Luke & I sat down with my INCREDIBLE doctor to talk about our options. He is kind and sensitive to my desires, he has decades of experience in this field, and he wants what is best for me and my baby. After deeply discussing pros and cons, the current situation of our baby and how he will continue to grow bigger and bigger, we scheduled an induction just before I hit my 42 week mark.

At first, this sounded completely awful. Pitocin creates HUGE, long, painful, and no break in between contractions that would make it nearly impossible to labor without an epidural. They are so big, it can cause distress on the baby. However, this option is FAR better than having him be in distress and my body not naturally progressing either.

We will just find out how his birthday turns out. But what I have learned is that NO MATTER WHAT it will be a sacred, positive, and joyous reunion with our son.

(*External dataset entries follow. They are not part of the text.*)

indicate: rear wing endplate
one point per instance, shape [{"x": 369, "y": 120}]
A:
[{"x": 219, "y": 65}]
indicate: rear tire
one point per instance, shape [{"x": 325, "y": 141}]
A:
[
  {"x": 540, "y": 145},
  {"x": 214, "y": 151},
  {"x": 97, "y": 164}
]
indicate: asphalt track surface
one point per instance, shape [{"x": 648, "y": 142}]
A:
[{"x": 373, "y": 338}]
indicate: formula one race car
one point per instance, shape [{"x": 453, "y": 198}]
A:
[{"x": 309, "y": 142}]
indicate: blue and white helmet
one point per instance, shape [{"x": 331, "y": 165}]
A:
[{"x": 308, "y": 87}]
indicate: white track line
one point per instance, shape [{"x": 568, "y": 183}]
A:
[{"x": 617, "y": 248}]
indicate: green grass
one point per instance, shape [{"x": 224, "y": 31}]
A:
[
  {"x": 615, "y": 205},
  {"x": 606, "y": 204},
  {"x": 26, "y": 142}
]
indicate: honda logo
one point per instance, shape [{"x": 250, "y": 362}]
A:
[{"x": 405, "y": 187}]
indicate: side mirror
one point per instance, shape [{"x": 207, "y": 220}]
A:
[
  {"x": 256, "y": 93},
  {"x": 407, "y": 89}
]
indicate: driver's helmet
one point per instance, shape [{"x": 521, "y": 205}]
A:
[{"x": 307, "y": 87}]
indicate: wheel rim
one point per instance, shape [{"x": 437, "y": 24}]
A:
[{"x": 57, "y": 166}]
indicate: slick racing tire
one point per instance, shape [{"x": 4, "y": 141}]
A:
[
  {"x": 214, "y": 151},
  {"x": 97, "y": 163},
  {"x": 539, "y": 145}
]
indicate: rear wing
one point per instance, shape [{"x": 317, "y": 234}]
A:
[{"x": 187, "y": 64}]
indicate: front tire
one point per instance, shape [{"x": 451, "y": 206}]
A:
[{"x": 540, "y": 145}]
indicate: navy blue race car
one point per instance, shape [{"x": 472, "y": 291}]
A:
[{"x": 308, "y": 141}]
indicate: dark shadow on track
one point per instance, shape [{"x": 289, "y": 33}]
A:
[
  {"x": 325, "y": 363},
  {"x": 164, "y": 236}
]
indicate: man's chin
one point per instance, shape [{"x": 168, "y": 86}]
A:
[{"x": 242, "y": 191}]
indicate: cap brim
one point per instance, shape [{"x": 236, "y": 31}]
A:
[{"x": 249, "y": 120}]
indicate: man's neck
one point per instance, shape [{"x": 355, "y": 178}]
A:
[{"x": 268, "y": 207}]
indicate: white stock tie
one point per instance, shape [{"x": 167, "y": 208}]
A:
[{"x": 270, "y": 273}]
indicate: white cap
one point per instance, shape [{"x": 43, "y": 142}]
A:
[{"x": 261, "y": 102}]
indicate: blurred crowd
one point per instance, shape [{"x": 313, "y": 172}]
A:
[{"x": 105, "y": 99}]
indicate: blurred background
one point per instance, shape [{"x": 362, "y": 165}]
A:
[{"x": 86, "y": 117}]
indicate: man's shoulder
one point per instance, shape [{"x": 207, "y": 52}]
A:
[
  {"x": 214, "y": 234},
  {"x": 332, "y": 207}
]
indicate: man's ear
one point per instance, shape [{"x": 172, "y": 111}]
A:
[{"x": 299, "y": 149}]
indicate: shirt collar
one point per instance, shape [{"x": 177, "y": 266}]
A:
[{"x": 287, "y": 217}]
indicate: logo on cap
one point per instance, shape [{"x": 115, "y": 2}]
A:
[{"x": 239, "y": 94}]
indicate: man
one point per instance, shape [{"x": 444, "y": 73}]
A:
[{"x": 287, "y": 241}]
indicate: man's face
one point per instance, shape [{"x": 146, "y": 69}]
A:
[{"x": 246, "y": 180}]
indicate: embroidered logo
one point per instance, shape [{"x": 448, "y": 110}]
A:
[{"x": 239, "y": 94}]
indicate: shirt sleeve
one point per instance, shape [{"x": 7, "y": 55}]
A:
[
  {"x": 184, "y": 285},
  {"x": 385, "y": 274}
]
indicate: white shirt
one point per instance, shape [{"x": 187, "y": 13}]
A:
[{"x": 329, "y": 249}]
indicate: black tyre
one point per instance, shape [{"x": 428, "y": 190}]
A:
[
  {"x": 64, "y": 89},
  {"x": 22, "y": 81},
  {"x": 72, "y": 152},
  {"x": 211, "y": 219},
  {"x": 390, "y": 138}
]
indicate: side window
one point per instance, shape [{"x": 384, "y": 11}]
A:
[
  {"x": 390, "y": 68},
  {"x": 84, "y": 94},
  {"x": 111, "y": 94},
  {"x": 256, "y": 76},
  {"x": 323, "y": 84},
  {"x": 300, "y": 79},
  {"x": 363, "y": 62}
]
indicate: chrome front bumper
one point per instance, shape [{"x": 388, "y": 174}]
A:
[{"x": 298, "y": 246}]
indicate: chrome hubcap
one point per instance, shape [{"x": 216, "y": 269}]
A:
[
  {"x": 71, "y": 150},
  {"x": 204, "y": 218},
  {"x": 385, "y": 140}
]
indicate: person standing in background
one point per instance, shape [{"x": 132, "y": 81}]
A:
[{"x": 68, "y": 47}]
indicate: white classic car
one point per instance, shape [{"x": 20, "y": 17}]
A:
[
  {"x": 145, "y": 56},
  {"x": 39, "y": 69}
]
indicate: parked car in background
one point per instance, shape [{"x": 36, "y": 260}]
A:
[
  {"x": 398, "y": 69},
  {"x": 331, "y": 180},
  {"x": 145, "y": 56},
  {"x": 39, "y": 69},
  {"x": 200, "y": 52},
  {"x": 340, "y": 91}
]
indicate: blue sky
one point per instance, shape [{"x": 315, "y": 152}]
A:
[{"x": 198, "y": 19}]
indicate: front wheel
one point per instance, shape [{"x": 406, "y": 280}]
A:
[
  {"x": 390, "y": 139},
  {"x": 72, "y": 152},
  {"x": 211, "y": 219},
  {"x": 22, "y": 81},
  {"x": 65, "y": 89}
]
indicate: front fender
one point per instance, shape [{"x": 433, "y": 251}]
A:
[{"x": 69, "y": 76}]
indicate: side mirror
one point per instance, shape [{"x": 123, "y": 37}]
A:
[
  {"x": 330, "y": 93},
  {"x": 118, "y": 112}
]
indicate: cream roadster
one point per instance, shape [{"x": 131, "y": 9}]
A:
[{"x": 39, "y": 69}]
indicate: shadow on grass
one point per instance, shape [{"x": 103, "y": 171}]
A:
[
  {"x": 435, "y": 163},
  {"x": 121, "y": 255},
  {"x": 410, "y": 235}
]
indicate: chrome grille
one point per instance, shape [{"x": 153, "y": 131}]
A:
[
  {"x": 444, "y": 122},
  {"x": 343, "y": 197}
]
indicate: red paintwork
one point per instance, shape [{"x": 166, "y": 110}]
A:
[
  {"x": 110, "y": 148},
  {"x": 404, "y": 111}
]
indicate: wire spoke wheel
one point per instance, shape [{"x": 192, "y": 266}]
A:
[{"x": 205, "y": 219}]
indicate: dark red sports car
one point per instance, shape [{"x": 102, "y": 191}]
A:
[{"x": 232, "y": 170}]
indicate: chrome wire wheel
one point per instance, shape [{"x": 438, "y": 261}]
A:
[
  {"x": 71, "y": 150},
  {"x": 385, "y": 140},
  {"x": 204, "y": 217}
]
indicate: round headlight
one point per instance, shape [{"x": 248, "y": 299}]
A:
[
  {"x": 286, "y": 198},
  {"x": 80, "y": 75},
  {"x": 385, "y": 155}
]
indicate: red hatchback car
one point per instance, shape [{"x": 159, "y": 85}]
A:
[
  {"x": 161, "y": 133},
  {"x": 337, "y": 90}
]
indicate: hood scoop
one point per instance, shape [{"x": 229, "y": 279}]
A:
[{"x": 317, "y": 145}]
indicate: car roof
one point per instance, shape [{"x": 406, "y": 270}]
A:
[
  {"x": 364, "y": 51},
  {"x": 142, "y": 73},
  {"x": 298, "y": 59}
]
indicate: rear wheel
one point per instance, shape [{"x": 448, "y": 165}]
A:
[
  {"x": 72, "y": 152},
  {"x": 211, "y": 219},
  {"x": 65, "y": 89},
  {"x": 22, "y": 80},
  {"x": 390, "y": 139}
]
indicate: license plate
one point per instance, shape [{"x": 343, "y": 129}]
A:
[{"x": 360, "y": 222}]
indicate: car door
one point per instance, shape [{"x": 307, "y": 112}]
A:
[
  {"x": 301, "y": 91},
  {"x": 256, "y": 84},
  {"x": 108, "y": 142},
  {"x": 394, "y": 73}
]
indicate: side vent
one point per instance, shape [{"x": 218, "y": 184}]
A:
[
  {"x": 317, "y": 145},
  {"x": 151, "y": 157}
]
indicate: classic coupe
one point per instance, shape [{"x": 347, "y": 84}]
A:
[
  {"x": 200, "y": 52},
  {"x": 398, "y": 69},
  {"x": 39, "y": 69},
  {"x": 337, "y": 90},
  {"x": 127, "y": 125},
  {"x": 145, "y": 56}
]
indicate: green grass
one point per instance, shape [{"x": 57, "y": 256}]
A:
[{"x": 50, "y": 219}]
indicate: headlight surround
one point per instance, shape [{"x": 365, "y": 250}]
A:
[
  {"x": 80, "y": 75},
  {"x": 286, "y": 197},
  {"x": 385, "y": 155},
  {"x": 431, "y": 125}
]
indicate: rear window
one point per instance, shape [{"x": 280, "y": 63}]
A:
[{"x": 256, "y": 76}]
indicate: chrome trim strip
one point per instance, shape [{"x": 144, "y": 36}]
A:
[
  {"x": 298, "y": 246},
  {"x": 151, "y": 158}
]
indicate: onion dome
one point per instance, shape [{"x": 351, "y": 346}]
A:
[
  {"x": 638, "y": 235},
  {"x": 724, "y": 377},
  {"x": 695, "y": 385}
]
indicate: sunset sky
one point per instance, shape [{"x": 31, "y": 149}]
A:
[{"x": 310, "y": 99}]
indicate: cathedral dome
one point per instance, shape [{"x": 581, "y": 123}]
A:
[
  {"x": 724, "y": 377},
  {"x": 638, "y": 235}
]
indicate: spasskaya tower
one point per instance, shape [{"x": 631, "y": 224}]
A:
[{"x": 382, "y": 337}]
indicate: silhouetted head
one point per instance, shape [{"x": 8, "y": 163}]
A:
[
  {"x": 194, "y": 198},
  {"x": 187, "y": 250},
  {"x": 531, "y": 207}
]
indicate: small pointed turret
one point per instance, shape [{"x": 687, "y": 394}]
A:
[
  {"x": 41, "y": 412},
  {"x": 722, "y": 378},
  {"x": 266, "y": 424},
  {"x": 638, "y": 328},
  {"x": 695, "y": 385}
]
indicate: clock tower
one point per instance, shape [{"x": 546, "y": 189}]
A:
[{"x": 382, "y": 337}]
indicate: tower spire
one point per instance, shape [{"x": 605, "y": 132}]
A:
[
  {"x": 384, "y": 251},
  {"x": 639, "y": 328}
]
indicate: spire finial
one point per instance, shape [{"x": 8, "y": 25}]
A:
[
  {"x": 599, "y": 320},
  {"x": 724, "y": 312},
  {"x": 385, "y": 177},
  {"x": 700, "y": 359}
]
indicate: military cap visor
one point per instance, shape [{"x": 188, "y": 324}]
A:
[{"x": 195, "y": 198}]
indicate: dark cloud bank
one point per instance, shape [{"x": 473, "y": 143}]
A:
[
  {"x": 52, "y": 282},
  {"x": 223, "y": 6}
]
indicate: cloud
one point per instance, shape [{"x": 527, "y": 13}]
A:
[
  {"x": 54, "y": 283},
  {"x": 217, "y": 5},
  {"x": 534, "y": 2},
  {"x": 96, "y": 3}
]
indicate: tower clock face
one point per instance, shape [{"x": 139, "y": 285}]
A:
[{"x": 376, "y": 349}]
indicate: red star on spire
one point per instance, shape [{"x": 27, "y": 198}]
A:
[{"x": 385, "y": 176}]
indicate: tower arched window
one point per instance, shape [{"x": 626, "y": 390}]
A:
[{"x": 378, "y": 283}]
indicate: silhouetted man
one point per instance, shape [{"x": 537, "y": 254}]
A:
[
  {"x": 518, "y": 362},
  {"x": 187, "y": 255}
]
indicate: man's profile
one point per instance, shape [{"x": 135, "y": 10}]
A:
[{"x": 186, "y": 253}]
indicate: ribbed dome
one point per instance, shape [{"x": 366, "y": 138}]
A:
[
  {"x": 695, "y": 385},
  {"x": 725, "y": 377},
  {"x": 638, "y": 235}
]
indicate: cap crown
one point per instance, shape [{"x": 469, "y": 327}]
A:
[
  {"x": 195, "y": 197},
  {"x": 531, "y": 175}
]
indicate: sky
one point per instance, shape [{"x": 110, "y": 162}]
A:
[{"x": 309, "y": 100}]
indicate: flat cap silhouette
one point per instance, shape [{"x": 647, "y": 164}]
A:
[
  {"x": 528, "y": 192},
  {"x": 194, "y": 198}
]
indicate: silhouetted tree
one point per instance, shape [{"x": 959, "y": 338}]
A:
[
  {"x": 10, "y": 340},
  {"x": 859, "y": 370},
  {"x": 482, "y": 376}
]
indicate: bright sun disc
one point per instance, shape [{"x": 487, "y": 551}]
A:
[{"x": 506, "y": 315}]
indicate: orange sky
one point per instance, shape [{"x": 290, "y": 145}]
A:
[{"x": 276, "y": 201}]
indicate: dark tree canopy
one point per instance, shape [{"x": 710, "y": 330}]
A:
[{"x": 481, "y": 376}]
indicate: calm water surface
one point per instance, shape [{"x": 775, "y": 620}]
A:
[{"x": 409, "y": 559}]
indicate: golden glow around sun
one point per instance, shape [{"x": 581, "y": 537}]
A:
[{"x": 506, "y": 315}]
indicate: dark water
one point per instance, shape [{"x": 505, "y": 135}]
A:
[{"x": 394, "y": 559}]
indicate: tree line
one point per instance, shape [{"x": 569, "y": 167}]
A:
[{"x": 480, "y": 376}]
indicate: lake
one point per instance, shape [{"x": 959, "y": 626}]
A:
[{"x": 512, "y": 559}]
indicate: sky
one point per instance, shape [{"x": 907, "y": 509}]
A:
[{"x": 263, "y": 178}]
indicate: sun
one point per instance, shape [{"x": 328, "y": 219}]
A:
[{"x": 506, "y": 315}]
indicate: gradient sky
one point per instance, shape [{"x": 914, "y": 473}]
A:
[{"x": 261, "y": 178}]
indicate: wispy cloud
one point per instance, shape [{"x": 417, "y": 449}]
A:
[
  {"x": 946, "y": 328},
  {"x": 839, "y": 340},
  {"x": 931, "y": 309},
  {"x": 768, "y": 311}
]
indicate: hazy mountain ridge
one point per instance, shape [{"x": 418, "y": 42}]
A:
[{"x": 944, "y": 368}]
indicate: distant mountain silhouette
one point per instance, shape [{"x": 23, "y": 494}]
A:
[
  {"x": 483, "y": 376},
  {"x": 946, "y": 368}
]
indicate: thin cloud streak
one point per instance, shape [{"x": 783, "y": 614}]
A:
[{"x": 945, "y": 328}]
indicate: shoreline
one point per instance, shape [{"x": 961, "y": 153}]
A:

It has already been such a wonderful and crazy journey!

And birth is but a small moment in the life of our sweet Atticus. He has a whole life ahead of him and I am looking forward to being his mother. Preparing for him has been such a joy!

I am thankful he is cozy in there so we have had the time to settle in and prepare for him just a little bit more. And my heart couldn't be happier to be able to fully nest. ;)

We decided to have an African Safari for his nursery. When Luke and I were preparing for our international internship in Africa, we wanted that experience to be a foundation stone of love and service for our family. We desire to have our children know and love different cultures and people from all around the globe and to deeply understand the importance of loving and serving their fellow brethren. While we were there in Africa, we felt the importance of family and received many answers about timing to start our own. :)


So in short, remember PERSPECTIVE. Remember that everything does in fact work out. And that God is on our side!